教科書には載らない、知られざる史実を下敷きにしたアクション・エンターテインメント時代劇『室町無頼』。映像化されにくいといわれる室町時代の京都を舞台に、現代社会の世相を重ね、アウトローたちの生きざまを描く大作が公開を控えている。
大飢饉と疫病の連鎖がこの国を襲った1461年。応仁の乱前夜の京都では、人身売買や奴隷労働が横行していた。賀茂川べりには、無数の遺体が重ねて積まれている。
時の権力者は無能で、享楽の日々を過ごすばかり。寺の僧侶たちは土倉に紛れてあくどい金貸しをしたり、勝手に関所を設け通行税を取ったりとやりたい放題。貨幣経済が進んで富める者はより一層富み、貧富の差はかつてないほど広がっていた。

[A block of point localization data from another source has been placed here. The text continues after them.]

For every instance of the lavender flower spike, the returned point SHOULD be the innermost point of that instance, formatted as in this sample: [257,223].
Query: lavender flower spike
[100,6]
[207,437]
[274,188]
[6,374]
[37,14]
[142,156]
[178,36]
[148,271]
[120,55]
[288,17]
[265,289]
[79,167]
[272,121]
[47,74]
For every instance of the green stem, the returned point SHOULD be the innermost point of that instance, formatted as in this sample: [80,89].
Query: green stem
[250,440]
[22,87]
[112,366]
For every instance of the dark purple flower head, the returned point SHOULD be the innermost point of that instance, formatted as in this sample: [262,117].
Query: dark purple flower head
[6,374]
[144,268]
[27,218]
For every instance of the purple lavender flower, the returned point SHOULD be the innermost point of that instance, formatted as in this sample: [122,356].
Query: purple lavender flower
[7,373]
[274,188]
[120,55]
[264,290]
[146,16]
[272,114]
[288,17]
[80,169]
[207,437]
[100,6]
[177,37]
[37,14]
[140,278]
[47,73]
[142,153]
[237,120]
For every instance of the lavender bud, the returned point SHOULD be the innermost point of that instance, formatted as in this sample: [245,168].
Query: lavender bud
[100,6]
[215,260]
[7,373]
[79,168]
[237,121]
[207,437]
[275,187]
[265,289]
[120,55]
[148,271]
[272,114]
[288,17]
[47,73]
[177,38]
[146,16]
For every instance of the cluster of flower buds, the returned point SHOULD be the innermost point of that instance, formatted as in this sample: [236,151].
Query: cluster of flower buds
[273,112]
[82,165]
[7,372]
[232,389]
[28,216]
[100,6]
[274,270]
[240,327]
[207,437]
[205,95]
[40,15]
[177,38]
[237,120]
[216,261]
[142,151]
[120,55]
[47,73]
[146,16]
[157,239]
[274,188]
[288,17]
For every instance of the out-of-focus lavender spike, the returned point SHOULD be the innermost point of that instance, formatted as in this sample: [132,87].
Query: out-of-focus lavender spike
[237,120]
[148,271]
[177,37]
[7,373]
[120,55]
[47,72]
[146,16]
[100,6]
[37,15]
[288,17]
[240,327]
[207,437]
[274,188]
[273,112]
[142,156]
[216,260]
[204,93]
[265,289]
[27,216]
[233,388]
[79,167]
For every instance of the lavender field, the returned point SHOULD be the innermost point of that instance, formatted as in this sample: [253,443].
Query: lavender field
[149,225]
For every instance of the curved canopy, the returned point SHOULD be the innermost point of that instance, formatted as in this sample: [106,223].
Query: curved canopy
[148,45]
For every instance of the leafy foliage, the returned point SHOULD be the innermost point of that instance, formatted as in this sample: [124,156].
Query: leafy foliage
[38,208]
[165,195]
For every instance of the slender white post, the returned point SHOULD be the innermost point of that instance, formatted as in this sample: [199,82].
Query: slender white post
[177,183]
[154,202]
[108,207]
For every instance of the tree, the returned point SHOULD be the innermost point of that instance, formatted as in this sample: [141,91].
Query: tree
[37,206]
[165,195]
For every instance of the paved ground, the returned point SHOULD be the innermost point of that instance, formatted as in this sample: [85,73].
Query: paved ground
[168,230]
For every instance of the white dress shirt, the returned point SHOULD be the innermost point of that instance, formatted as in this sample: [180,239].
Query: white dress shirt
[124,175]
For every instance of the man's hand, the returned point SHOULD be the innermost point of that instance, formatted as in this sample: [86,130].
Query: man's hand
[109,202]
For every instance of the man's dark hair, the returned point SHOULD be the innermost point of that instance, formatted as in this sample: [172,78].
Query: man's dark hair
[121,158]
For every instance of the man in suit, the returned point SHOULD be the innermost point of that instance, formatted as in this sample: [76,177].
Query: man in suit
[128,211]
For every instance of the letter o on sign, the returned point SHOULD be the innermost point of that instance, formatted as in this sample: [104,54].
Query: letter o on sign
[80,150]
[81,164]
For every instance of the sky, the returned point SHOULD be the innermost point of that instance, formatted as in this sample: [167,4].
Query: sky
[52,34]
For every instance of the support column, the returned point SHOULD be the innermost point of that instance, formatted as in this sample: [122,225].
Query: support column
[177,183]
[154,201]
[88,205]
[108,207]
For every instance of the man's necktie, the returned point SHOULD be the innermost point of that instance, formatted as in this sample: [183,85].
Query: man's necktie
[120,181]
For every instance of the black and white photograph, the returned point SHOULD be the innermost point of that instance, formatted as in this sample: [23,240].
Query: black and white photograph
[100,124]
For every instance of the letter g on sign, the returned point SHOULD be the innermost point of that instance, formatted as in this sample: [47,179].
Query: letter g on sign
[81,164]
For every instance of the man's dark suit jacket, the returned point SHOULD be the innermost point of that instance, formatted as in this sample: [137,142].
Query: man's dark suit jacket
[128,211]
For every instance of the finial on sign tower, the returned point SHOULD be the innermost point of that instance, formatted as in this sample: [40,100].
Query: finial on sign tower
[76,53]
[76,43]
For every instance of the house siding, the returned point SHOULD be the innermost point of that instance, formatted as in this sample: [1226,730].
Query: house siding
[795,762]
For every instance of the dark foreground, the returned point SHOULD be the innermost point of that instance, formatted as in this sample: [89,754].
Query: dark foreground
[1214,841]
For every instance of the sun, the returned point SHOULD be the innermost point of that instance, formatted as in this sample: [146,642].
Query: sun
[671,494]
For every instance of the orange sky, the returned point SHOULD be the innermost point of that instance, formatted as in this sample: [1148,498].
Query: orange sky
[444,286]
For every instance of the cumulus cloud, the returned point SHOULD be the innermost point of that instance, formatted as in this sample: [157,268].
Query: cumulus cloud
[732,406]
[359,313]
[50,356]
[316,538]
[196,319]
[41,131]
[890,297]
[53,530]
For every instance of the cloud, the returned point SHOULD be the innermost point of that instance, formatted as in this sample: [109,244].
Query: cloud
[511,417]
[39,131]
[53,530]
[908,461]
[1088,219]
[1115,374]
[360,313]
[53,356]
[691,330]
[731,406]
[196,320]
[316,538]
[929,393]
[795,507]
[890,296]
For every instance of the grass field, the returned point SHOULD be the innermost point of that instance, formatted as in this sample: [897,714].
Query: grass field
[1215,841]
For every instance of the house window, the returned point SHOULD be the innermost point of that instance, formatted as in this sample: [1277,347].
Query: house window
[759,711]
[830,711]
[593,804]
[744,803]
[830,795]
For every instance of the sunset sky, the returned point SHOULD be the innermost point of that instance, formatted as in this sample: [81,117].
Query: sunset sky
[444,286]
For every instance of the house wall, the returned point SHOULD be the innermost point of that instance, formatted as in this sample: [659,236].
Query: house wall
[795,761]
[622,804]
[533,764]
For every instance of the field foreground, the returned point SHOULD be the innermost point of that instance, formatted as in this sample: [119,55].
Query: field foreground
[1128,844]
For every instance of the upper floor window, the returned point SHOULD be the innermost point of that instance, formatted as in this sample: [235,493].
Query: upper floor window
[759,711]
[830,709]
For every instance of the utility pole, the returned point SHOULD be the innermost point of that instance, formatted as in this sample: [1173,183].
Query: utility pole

牢人・蓮田兵衛(大泉洋)は、己の腕と才覚だけで混沌の世を泳ぐ自由人だ。各地を放浪し、農民や商人たちとも広く交流を深めていた。しかし時には関所を破って番兵を殺し金銭を奪って平然としている上に、金銭に欲が無く物事に執着しない男だった。
一方、すさまじい武術の才能を秘めた若者・才蔵(長尾謙杜)は、自己流で修めた棒術を頼りに土倉の用心棒の片棒を担いだものの、天涯孤独で餓死寸前を生き延びていた。絶望の中にいたある時、兵衛に見出され、〝六尺棒〟を駆使する棒術を極めるため唐崎の老師(柄本明)の元に修行に出される。やがて超人的な棒術を身に付けた才蔵は、兵法者の道を歩み始める。
いよいよ、民の不満は限界に達し一揆をおこす機運が高まった。抜刀術の達人、槍使い、金棒の怪力男、洋弓の朝鮮娘ら、個性たっぷりの牢人たちを束ね着々と準備を整える兵衛。ついに巨大な権力に立ち向かい、京の市中を舞台に空前絶後の一揆を仕掛ける。

©2025『室町無頼』製作委員会
行く手を阻むのは、洛中警護役を担う骨皮道賢(堤真一)。実は兵衛と道賢はかつて志を同じくした悪友だった。〝髑髏の刀〟を手に一党を動かす道賢を前に、兵衛は命を懸けた戦いに挑む。そんな二人の突き進む運命を、兵衛の想い人である高級遊女の芳王子(松本若菜)が静かに見届ける。
監督は『あんのこと』『22年目の告白 -私が殺人犯です-』の入江悠。堤真一演じる骨皮道賢の戦闘時の衣装は鉄の鎖帷子から転用・制作され、関所で火災が起こる場面では俳優たちも驚いたという爆発のシーンなど、監督のこだわりが随所に見られる。
Disney+のドラマ『SHOGUN』で注目された東映京都撮影所・衣裳部の古賀博隆氏が、衣装アドバイザーで参加した。